The problem is it’s easy for a woman who’s dizzy, sweating and nauseous to dismiss her ailments as merely the side effects of flu, indigestion or a panic attack – as opposed to a major, life-threatening medical episode, Carswell said.
“Women are used to multitasking. That symptom of fatigue – you’re always tired because you’ve been doing 10,000 things all your life. So these symptoms are subtle, and women keep rationalizing them and rationalizing them,” she said.
In fact, though about a third of women who have heart attacks never experience chest pain, 71 percent of women report flu-like symptoms for two weeks to a month before having more acute chest discomfort or severe shortness of breath. These milder symptoms are underreported to emergency room staff members, according to the Women’s Heart Foundation.
Though every minute passing after a heart attack is crucial, Miller said women often delay going to the hospital, either because they fail to recognize the urgency of their symptoms or get entrapped in the myriad responsibilities – financial and familial – constituting many’s experience of womanhood in modern American.
“Characteristically, women will present later with symptoms because women had to get dinner on the table and feed the dog before they could come into the hospital. Women will feel those kinds of obligations and put themselves last,” she said.
She said the situation is somewhat ironic, as women make the health-care decisions in most households; and when husbands complain of the same mild symptoms, most women won’t hesitate to send their spouses to the emergency room, whether or not their husbands are willing.
Kim said many women’s lives could be saved if they got to the hospital sooner after having a heart attack.
“Awareness – that’s still the thing that we can improve upon the most. All the time that they spent before they get to the hospital is the most important,” she said.
Ticking time bomb
The heart is a miraculous organ, the hardest working in the human body. From life’s beginning through its end, the heart pumps blood containing oxygen and vital nutrients through a vast, complex system of arteries, on which the survival of all human cells and every other organ depends.
To accomplish this great, continuous task, the heart itself needs blood – blood that’s rich in oxygen – to flow to it incessantly. That blood is delivered via an interweaving network of coronary arteries to the heart’s muscular walls, the myocardium.
A heart attack – a myocardial infarction – occurs when blood flow to the heart muscle is blocked. The lack of oxygen kills tissue, inflicting grave damage to a portion of the heart.

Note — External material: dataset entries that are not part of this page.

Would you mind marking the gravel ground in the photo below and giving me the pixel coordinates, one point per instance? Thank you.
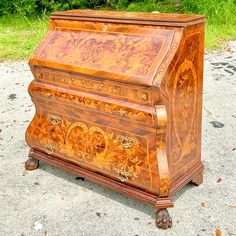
(49, 201)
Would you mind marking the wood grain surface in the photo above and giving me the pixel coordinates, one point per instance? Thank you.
(118, 98)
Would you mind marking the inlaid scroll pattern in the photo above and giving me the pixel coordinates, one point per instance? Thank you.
(96, 104)
(184, 93)
(115, 90)
(105, 150)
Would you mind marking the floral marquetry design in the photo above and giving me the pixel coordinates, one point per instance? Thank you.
(91, 144)
(120, 53)
(113, 109)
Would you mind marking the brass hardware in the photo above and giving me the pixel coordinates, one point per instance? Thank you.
(104, 28)
(55, 120)
(123, 175)
(40, 75)
(119, 113)
(48, 148)
(144, 96)
(126, 142)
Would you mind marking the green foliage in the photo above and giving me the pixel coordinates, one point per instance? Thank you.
(20, 35)
(42, 7)
(216, 11)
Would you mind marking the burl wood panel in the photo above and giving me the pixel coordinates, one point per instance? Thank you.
(118, 100)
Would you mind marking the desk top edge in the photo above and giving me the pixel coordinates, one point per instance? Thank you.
(137, 16)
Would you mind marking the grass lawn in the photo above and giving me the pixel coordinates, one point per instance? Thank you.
(20, 35)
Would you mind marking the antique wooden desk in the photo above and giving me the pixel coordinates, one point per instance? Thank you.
(118, 100)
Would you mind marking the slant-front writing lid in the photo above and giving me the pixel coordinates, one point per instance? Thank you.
(128, 47)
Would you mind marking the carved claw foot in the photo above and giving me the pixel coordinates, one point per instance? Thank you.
(163, 219)
(31, 164)
(198, 179)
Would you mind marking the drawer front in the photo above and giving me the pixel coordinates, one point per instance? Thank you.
(133, 93)
(121, 155)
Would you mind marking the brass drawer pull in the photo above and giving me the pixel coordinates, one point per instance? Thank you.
(123, 175)
(119, 113)
(48, 148)
(126, 142)
(55, 120)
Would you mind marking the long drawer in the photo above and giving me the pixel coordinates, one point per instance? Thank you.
(95, 142)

While heart attacks can come on suddenly, Kim said one’s likelihood of suffering one grows steadily over time as plaque builds up in the coronary arteries, causing the arteries to grow narrower and narrower. She pointed to autopsies of young American soldiers who’ve died in car accidents: though in physically fighting shape, at the time of their deaths, coronary plaque already was accruing in their arteries.
Beyond recognizing heart-attack symptoms when they happen in women, the specialists at Mercy said certain factors – age, family history, cholesterol, diabetes and smoking – strongly influence whether someone is at risk of heart disease, regardless of gender.
Prevention often boils down to good-health basics, like diet and exercise, Carswell said.
Kim said what’s going on with a person’s outsides has little to do with what’s going on with a person’s insides. She recently treated a male heart attack patient.
“He was relatively in shape, came here from Texas. But coming to a higher altitude, he was trying all of the ski equipment and did more than he used to do at sea level,” she said. “He had never seen a doctor in 10 years because he considered himself healthy. Even though he was outwardly the picture of health, he was actually prediabetic, and his cholesterol was off a little bit.”
Kim said he might have avoided a heart attack had he “taken it upon himself to manage all of these issues” – a reminder of the value of preventive medicine that both women and men should take to heart.